The Ratchet Orchestra is capable of using its size to its advantage. In other words, their enormous roster doesn’t really sound that much like an enormous roster. The main attraction is that there is no main attraction. All of the winds, strings, and skins blend together to make for thick, experimental music in the vein of ACSM. But in the case of Hemlock, most of the music is more experimental than it is memorable. So luckily for us these dispositions for the avant-garde are persuasive enough in their own right. Instead of thinking of Hemlock as a possibility for melody, think of it as a bed — a mattress stuffed with many a miscellaneous toy and knick-knack.

The mood of the music is hard to pin down. This is not due to capriciousness but due to the fact that there is no succinct word to wrap up the meticulously steady build of horns and strings being abruptly undermined by a visceral electric guitar, as on “Dusty”. The music comes in more straightforward packages than that, especially on the subordinately catchy “Yield” and a more acrobatically-flavored vignette in “Kick” (lyrics alternate between “kick that habit, man”, “kick that man habit”, “man habit that kick”, “man kick habit that” among others — in approximately 60 seconds). And when it comes to a ten-plus minute piece like “Safety”, the sweet goes with the sour in equal quantities. At one moment, the Ratchet Orchestra will sound solitary and tender as they shimmer a barely-existent chord from their collective timbres. The next moment, Caloia will be summoning some ungodly dissonance from the whole thing.

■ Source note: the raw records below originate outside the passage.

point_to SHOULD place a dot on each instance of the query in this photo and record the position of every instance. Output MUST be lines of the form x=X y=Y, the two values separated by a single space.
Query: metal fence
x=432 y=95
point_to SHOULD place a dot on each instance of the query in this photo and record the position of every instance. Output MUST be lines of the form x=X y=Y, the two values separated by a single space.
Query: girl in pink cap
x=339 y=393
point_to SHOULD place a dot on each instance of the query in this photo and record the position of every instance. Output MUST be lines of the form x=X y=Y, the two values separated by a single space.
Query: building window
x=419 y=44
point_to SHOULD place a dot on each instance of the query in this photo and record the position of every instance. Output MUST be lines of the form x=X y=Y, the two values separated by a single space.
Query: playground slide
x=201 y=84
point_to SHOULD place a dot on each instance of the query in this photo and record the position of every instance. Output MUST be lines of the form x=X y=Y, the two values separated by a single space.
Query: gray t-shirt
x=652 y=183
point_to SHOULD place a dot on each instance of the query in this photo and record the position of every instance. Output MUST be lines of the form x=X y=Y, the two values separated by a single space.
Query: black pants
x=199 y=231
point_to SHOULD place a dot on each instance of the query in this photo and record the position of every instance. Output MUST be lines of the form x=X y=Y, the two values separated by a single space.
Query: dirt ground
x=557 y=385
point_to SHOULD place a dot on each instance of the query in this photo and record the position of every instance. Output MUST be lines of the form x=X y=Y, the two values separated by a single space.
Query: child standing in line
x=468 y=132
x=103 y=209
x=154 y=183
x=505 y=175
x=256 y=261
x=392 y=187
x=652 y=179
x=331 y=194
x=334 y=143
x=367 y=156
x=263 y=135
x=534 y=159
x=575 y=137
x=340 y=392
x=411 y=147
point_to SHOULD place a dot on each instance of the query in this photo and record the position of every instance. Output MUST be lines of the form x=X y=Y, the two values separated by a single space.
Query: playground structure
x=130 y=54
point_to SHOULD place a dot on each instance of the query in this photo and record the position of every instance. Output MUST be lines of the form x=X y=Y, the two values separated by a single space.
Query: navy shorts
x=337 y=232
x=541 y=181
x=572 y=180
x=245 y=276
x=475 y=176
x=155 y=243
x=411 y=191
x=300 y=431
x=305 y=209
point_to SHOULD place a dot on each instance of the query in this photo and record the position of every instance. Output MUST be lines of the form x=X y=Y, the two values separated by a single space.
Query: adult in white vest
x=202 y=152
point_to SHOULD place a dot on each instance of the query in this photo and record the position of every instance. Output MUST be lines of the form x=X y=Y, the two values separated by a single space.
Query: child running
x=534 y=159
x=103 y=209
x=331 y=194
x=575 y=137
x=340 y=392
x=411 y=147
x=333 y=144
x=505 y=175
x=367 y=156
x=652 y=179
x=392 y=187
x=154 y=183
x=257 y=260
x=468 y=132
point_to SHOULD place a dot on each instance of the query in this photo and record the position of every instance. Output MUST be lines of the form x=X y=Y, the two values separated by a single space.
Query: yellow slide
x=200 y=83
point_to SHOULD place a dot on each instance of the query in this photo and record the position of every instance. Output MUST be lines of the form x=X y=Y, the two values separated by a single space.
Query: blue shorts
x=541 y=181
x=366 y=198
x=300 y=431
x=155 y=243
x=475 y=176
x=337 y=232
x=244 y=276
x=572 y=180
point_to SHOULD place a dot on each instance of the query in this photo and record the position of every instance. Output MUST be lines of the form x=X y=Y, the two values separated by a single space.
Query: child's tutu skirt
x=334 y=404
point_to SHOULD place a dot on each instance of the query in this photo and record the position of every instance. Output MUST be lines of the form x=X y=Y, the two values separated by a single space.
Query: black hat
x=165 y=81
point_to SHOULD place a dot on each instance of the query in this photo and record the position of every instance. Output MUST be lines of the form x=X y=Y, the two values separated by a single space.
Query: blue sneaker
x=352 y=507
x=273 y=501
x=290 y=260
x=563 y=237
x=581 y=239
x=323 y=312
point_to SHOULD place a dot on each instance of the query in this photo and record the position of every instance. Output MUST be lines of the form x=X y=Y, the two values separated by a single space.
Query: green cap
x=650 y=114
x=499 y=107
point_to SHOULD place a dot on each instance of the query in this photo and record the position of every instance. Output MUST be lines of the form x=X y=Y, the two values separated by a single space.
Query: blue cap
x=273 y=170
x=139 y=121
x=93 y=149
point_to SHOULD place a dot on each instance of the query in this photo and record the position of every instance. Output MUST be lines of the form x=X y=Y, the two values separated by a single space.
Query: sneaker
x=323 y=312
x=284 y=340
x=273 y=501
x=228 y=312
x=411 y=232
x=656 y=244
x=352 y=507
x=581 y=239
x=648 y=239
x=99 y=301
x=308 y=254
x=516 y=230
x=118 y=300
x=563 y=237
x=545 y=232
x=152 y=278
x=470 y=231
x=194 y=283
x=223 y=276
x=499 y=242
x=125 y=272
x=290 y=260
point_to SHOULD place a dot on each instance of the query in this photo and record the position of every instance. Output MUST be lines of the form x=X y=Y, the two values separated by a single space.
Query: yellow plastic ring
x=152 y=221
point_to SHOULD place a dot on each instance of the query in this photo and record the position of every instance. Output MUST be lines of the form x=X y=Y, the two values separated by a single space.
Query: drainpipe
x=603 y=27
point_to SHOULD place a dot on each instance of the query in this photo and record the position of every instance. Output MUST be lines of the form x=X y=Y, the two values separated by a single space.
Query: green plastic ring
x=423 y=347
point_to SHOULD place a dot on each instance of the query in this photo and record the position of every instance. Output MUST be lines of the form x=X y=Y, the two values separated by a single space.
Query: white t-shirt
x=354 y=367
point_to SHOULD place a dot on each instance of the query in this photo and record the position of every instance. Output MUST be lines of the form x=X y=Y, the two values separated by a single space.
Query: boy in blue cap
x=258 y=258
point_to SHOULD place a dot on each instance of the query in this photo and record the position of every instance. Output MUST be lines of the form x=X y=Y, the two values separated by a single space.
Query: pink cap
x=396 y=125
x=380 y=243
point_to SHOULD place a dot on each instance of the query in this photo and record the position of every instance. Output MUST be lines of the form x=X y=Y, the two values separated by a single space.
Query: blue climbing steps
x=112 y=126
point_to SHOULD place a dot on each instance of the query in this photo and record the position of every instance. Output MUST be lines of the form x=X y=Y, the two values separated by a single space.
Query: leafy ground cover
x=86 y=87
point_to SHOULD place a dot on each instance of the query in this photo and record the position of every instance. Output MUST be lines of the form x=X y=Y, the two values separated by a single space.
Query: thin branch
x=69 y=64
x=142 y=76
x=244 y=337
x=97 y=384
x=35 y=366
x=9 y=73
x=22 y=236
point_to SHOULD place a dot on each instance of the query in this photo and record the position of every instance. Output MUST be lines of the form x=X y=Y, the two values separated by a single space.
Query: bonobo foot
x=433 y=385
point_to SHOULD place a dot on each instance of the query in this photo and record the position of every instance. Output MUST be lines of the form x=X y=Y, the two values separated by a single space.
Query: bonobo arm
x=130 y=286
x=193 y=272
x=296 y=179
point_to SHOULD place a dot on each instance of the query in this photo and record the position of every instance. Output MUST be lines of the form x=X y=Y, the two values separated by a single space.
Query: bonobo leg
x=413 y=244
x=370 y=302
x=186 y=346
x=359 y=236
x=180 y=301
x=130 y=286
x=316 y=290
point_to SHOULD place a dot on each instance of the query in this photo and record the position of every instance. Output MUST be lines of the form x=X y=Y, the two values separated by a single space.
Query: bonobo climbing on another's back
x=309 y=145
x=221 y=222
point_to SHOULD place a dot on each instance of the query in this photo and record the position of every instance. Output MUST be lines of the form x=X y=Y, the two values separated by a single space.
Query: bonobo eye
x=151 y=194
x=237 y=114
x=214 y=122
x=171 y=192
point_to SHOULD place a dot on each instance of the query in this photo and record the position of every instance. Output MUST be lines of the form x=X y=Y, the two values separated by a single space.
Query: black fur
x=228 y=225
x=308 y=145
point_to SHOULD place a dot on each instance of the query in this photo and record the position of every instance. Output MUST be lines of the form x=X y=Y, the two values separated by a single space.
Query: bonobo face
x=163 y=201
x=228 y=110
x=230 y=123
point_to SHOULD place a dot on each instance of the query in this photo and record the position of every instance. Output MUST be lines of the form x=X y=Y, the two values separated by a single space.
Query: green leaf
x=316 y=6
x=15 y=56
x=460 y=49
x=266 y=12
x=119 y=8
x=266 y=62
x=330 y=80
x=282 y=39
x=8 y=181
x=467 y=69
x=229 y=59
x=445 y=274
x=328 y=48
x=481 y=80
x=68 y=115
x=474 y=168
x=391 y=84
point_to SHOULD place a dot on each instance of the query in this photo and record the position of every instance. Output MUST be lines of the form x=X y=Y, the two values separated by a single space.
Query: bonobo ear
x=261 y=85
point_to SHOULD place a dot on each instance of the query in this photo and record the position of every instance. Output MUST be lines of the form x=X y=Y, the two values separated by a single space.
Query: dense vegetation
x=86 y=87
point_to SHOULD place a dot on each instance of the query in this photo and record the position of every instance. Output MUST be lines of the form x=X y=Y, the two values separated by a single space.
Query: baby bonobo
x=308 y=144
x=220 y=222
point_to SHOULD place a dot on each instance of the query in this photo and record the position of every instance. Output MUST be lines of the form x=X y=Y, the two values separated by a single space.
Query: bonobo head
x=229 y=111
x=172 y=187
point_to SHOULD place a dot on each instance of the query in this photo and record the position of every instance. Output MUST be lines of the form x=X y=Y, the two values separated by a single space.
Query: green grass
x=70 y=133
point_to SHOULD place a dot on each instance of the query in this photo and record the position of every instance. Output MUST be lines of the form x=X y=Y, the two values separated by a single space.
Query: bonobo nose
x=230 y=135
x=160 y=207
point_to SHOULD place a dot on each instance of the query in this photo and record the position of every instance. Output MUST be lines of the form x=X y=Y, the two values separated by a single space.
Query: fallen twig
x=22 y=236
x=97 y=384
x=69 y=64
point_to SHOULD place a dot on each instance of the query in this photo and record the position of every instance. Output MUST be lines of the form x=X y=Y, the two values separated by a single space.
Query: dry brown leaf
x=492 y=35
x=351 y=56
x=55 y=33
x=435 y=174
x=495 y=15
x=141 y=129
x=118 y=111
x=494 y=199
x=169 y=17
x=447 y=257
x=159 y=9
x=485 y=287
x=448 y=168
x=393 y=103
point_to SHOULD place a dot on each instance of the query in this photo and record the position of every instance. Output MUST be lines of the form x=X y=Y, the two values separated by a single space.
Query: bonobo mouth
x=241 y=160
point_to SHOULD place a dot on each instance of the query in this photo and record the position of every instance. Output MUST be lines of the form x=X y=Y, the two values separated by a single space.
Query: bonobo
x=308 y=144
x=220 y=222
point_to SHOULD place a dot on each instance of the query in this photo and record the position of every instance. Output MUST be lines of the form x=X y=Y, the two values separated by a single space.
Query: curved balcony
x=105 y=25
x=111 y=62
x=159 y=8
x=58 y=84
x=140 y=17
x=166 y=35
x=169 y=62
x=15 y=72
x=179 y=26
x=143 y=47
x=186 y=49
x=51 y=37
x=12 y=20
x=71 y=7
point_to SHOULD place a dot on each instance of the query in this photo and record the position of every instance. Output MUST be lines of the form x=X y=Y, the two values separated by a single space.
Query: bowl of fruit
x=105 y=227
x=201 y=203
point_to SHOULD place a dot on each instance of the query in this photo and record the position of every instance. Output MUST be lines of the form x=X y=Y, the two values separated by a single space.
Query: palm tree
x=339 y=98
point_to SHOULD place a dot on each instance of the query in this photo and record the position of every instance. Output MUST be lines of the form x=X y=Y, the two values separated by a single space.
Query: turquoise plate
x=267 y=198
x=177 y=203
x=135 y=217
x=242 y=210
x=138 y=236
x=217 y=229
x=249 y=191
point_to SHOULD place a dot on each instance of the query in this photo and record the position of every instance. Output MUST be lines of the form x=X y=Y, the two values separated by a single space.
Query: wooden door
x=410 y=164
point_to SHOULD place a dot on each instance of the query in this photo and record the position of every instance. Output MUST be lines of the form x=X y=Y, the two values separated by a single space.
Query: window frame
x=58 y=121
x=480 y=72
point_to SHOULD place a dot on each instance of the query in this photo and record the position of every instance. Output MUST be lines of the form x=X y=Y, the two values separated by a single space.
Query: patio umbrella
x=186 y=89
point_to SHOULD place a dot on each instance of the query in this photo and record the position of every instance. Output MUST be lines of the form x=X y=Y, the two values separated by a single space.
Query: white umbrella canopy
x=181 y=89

But at the end of it all, Hemlock is more of a charting variable for the ever-expanding possibilities for large ensembles who play whacked-out jazz than it is a concise collection of songs to go down in history. This, however, is not a problem. It’s another standard set in the ongoing turf war between classical, chamber and jazz music and what it means to be playing any combination thereof. I would be lying if I said the music of Hemlock was wholly agreeable or even remotely approachable for the listener not steeped in atonal orchestrations. But sounds like this are the stuff of variety, and you all know what they say about variety. In other words, the chili doesn’t get much heavier.